4.  If information is requested by a Contracting State in accordance with this Article, the other Contracting State shall use its information gathering measures to obtain the requested information, even though that other State may not need such information for its own tax purposes. The obligation contained in the preceding sentence is subject to the limitations of paragraph 3 but in no case shall such limitations be construed to permit a Contracting State to decline to supply information solely because it has no domestic interest in such information.

5.  In no case shall the provisions of paragraph 3 be construed to permit a Contracting State to decline to supply information solely because the information is held by a bank, other financial institution, nominee or person acting in an agency or a fiduciary capacity or because it relates to ownership interests in a person.

ARTICLE 29

Entitlement to Benefits

(1) Except as otherwise provided in this Article, a resident of a Contracting State shall not be entitled to a benefit that would otherwise be accorded by this Convention (other than a benefit under paragraph 3 of Article 4, paragraph 2 of Article 9 or Article 27) unless such resident is a “qualified person”, as defined in paragraph 2, at the time that the benefit would be accorded.

(2) A resident of a Contracting State shall be a qualified person at a time when a benefit would otherwise be accorded by the Convention if, at that time, the resident is:

(a)an individual;

(b)that Contracting State, or a political subdivision or local authority thereof, or an agency or instrumentality of that State, political subdivision or local authority;

(c)a company or other entity, if the principal class of its shares is regularly traded on one or more recognised stock exchanges;

(d)a person, other than an individual, that:

(i)is an organisation within the meaning of sub-paragraph b) of paragraph 2 of Article 4, or a non-profit organisation as agreed upon by the competent authorities of the Contracting States,

(ii)is a pension scheme;

(e)a person other than an individual if, at that time and on at least half of the days of a twelve-month period that includes that time, persons who are residents of that Contracting State and that are entitled to benefits of this Convention under subparagraphs a) to d) own, directly or indirectly, at least 50 per cent of the shares of the person.

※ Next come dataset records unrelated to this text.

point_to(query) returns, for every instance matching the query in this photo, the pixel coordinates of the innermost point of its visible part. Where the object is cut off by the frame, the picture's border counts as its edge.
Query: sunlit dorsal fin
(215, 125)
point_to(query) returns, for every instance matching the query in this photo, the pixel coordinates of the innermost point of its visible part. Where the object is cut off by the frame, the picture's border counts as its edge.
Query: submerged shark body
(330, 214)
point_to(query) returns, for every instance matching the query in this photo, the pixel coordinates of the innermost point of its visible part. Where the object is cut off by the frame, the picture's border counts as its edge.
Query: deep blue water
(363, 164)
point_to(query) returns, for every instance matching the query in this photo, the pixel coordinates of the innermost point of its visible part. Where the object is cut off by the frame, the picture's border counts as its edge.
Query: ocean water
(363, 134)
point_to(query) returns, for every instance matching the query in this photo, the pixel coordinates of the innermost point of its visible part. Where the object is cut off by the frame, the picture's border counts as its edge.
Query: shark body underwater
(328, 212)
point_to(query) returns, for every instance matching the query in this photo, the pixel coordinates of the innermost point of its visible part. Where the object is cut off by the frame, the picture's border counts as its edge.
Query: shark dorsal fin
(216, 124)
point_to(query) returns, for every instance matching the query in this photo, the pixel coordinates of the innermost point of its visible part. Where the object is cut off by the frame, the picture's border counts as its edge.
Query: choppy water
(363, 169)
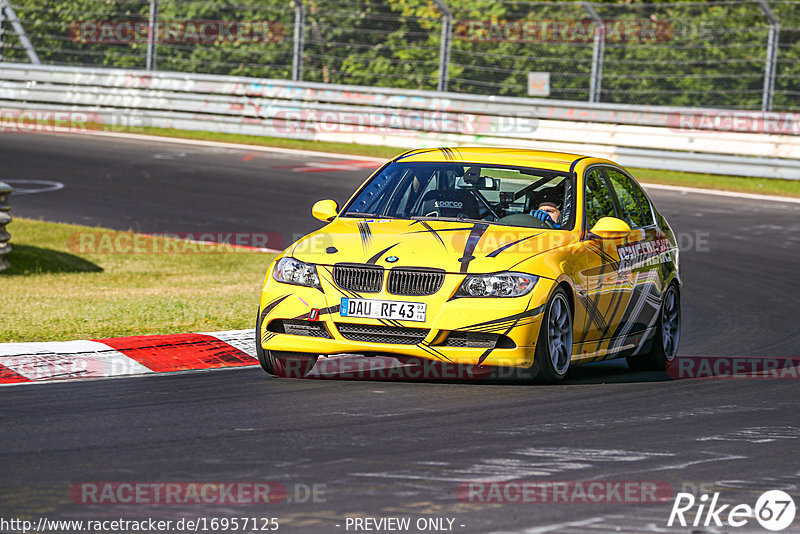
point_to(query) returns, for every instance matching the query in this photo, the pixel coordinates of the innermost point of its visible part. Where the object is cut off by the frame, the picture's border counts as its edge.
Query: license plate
(383, 309)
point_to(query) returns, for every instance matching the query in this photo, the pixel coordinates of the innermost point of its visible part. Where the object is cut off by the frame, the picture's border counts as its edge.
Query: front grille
(382, 334)
(295, 327)
(359, 278)
(415, 282)
(477, 340)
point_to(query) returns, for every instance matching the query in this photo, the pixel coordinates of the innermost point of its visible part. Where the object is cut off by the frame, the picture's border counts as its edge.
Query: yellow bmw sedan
(492, 257)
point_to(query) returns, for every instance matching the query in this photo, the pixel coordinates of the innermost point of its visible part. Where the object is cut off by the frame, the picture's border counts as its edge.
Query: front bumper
(513, 322)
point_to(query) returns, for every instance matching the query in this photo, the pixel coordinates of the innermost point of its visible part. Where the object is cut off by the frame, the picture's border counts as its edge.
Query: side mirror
(610, 228)
(325, 210)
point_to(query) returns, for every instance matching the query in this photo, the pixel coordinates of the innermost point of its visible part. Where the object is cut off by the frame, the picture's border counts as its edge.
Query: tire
(554, 347)
(281, 363)
(667, 336)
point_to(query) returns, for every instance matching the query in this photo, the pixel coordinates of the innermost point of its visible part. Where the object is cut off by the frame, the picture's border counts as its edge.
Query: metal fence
(5, 218)
(721, 54)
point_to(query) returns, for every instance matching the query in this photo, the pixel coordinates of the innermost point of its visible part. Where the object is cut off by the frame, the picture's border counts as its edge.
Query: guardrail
(5, 218)
(685, 139)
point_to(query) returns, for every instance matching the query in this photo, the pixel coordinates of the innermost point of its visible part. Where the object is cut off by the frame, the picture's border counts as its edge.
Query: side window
(647, 211)
(628, 198)
(597, 199)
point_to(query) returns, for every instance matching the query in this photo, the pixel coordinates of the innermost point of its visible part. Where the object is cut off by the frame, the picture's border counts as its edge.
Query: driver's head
(551, 208)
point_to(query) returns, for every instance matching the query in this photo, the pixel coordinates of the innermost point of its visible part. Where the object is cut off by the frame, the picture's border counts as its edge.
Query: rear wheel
(667, 337)
(281, 363)
(554, 347)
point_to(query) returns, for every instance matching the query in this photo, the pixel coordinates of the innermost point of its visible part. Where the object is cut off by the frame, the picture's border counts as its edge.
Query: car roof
(557, 161)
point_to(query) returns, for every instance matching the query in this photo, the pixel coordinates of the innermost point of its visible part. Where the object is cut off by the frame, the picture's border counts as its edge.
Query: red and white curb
(124, 356)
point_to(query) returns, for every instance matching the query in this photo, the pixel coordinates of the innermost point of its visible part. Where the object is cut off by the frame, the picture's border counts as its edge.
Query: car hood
(456, 247)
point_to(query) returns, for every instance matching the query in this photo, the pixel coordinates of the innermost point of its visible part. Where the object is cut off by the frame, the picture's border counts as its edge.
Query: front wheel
(667, 337)
(554, 347)
(280, 363)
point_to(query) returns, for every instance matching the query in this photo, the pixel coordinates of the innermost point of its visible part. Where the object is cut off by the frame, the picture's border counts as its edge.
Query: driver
(548, 211)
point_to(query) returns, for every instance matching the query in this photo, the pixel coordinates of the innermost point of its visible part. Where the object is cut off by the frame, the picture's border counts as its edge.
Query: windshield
(499, 194)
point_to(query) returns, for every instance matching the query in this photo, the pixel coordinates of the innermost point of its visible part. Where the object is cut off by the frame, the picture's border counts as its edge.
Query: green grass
(766, 186)
(54, 290)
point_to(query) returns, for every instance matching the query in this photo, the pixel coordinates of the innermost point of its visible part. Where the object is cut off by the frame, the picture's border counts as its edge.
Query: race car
(495, 257)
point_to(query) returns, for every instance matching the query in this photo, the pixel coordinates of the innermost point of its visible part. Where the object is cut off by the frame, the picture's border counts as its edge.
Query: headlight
(291, 271)
(497, 285)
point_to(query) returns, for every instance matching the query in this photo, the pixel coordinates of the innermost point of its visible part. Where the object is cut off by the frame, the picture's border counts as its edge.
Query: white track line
(313, 153)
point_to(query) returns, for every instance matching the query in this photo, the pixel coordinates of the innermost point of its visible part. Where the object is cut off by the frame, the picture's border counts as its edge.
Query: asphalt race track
(401, 449)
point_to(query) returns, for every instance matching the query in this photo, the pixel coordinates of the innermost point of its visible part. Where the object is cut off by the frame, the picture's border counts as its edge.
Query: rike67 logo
(774, 510)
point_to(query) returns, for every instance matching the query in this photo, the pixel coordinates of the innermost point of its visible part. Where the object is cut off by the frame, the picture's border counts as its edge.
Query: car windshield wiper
(456, 219)
(365, 215)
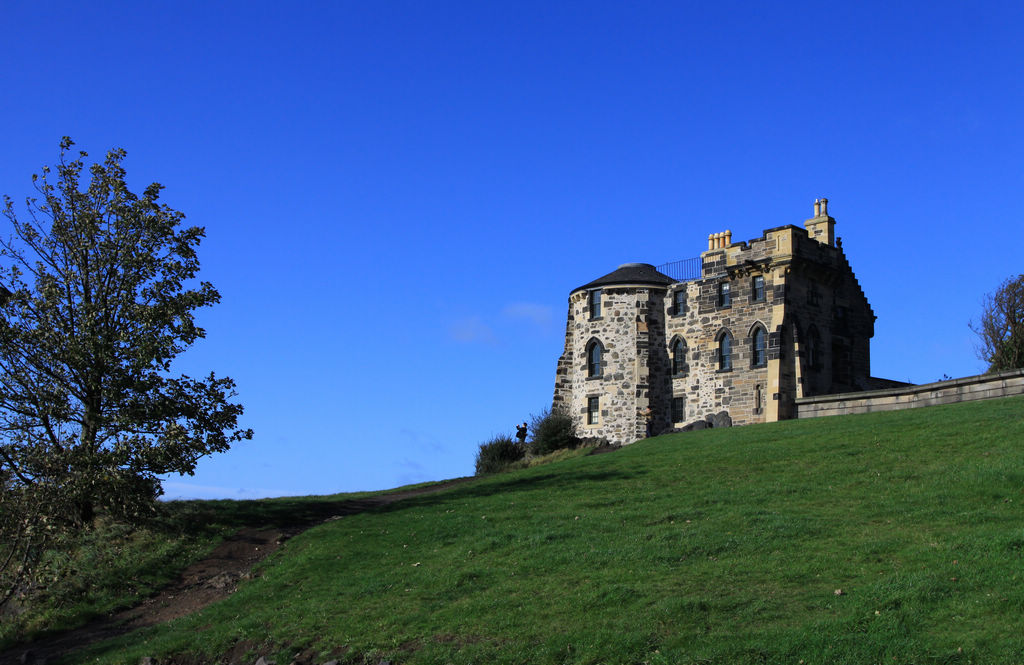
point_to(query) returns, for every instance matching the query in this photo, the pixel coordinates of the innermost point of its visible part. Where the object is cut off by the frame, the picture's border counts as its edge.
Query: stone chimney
(821, 227)
(719, 241)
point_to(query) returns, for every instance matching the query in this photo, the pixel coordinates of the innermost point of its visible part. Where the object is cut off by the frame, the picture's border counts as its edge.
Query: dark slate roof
(631, 274)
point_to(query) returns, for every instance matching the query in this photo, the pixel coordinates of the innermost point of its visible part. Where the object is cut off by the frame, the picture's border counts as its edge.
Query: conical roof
(631, 274)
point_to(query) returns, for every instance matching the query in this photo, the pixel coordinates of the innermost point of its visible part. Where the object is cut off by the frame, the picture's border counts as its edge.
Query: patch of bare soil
(205, 581)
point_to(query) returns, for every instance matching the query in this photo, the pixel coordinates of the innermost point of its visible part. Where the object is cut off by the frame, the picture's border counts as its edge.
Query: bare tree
(1000, 330)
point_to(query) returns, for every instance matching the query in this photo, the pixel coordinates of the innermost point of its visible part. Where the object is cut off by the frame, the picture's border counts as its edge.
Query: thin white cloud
(539, 315)
(185, 491)
(471, 329)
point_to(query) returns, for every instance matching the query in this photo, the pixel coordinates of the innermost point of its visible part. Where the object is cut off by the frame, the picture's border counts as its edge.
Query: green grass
(116, 566)
(717, 546)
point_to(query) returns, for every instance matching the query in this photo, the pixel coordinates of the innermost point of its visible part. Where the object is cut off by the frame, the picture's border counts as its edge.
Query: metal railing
(684, 271)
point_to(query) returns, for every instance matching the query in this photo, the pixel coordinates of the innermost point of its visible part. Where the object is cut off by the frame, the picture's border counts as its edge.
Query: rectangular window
(678, 302)
(595, 303)
(678, 410)
(759, 288)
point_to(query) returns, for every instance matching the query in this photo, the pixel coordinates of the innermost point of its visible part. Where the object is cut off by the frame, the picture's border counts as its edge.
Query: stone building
(755, 326)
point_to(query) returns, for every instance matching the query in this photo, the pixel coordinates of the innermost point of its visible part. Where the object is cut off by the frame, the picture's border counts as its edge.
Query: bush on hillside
(552, 430)
(498, 454)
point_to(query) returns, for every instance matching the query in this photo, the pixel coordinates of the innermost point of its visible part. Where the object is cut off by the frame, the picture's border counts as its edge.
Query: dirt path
(205, 581)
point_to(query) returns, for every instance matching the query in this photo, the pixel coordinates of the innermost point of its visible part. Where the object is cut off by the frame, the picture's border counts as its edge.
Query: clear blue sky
(398, 197)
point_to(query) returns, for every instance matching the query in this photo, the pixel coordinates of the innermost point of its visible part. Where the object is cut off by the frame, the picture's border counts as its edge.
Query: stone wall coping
(912, 389)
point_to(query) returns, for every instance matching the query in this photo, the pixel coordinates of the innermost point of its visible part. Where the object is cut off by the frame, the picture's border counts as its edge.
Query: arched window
(759, 347)
(679, 357)
(725, 350)
(594, 351)
(813, 348)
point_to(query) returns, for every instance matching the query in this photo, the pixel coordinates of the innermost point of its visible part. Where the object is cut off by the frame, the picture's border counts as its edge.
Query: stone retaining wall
(983, 386)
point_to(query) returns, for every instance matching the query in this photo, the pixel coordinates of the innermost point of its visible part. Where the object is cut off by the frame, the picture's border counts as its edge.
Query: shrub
(498, 454)
(552, 430)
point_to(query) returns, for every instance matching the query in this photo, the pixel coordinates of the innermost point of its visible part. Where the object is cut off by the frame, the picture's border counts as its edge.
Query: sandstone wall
(983, 386)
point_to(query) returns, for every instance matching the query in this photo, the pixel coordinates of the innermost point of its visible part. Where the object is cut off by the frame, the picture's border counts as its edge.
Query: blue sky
(398, 197)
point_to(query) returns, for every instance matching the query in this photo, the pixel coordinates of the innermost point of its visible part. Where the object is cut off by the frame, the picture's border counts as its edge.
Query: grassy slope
(721, 546)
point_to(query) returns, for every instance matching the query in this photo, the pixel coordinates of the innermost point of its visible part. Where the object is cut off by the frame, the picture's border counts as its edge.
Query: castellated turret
(757, 325)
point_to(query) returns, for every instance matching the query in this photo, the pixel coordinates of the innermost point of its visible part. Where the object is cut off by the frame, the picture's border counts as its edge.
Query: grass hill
(883, 538)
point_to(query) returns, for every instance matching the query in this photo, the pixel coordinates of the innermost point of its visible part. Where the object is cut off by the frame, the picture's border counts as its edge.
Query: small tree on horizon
(552, 429)
(96, 299)
(1000, 329)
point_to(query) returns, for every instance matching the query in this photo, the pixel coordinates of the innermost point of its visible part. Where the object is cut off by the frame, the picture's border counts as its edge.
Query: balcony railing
(684, 271)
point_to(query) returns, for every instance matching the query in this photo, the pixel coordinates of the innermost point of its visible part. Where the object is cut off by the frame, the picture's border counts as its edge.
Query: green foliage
(96, 300)
(498, 454)
(1000, 329)
(552, 430)
(717, 546)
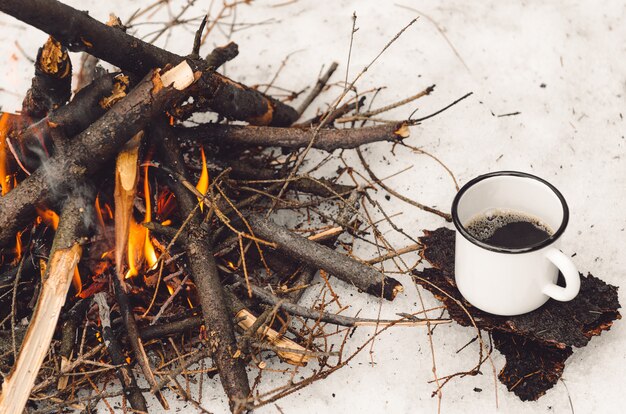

(3) (a) A resident of a Contracting State shall be entitled to benefits under this Convention with respect to an item of income derived from the other Contracting State, regardless of whether the resident is a qualified person, if the resident is engaged in the active conduct of a business in the first-mentioned State and the income derived from the other State emanates from, or is incidental to, that business.

(b)If a resident of a Contracting State derives an item of income from a business activity conducted by that resident in the other Contracting State, or derives an item of income arising in the other State from a connected person, the conditions described in subparagraph a) shall be considered to be satisfied with respect to such item only if the business activity carried on by the resident in the first-mentioned State to which the item is related is substantial in relation to the same or complementary business activity carried on by the resident or such connected person in the other Contracting State. Whether a business activity is substantial for the purposes of this paragraph shall be determined based on all the facts and circumstances.

(c)For purposes of applying this paragraph, activities conducted by connected persons with respect to a resident of a Contracting State shall be deemed to be conducted by such resident.

(d)Notwithstanding the previous sub-paragraphs, where in accordance with the legislation of a Contracting State (including legislation implemented following the entry into force of this Convention) offshore income derived by a company from the following activities or any combination thereof:

(i)operating as a holding company;

(ii)providing overall supervision or administration of a group of companies;

(iii)providing group financing (including cash pooling); or

(iv)making or managing investments, unless these activities are carried on by a bank, insurance enterprise or registered securities dealer in the ordinary course of its business as such;

is not taxed in that State (except in relation to income from dividends) or is taxed at a rate of tax which is lower than 75 per cent of the rate of tax which is applied to income from similar onshore activities, the other Contracting State shall not be obliged to apply any limitation imposed under this Convention on its right to tax the income derived by the company from such offshore activities or on its right to tax the dividends paid by the company.

(4) A resident of a Contracting State that is not a qualified person shall nevertheless be entitled to a benefit that would otherwise be accorded by this Convention with respect to an item of income if, at the time when the benefit otherwise would be accorded and on at least half of the days of any twelve-month period that includes that time, persons that are equivalent beneficiaries own, directly or indirectly, at least 75 per cent of the shares of the resident.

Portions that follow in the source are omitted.